You can read first part of this article here .

We all have implemented methods to get maximum or minimum between two different values. A value can be anything, it can be a primitive or an object. It can be an integer or a string or a person object.

We were doing this in an imperative ways. like this.

Maximum function using Imperative way,  uses If-Else statement.

private static int maximumWithIfElse(int num1, int num2) {
    int max = num2;
    if(max < num1) {
        max = num1;
    }
    return max;
}

Maximum function imperative way, uses ternary operator

private static int maximum(int num1, int num2){
    return num1 > num2 ? num1 : num2;
}

Minimum function using Imperative way, uses If-Else statement

private static int minimumWithIfElse(int num1, int num2) {
    int min = num2;
    if(min > num1) {
        min = num1;
    }
    return min;
}

Minimum function using Imperative way, uses ternary operator

private static int minimum(int num1, int num2) {
    return num1 < num2 ? num1 : num2;
}

All of the above statements are small and does their job.

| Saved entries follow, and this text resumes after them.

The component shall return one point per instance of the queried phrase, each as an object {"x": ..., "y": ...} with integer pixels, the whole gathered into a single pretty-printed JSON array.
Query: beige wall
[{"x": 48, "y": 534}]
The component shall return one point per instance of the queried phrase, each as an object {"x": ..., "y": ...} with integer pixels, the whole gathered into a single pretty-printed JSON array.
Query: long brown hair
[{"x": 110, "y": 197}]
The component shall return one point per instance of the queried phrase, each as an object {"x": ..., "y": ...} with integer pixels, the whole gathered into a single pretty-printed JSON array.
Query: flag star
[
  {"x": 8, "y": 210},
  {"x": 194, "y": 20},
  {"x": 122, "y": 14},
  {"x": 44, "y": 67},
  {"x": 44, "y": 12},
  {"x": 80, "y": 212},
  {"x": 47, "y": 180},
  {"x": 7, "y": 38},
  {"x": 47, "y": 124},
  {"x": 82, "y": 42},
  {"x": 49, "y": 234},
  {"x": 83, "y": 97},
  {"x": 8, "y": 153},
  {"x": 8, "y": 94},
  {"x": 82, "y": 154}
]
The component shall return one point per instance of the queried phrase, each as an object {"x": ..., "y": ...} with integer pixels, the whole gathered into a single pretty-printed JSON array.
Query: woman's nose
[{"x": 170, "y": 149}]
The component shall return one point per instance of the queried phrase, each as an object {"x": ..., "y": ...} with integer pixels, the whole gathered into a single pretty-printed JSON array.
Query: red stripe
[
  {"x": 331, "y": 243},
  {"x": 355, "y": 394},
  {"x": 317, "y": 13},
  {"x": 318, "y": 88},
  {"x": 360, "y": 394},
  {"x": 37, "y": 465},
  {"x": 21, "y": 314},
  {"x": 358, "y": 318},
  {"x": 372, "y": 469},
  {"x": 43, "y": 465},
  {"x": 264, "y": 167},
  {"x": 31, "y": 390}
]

We can use the static methods provided by BinaryOperator to achieve the same

Maximum function using functional programming.

BinaryOperator<Integer>	maxInteger = BinaryOperator.maxBy(Integer::compareTo);

Minimum function using functional programming.

BinaryOperator<Integer>	minInteger = BinaryOperator.minBy(Integer::compareTo);

If we compare the imperative style and functional style. We can see the functional code is much more readable and  concise.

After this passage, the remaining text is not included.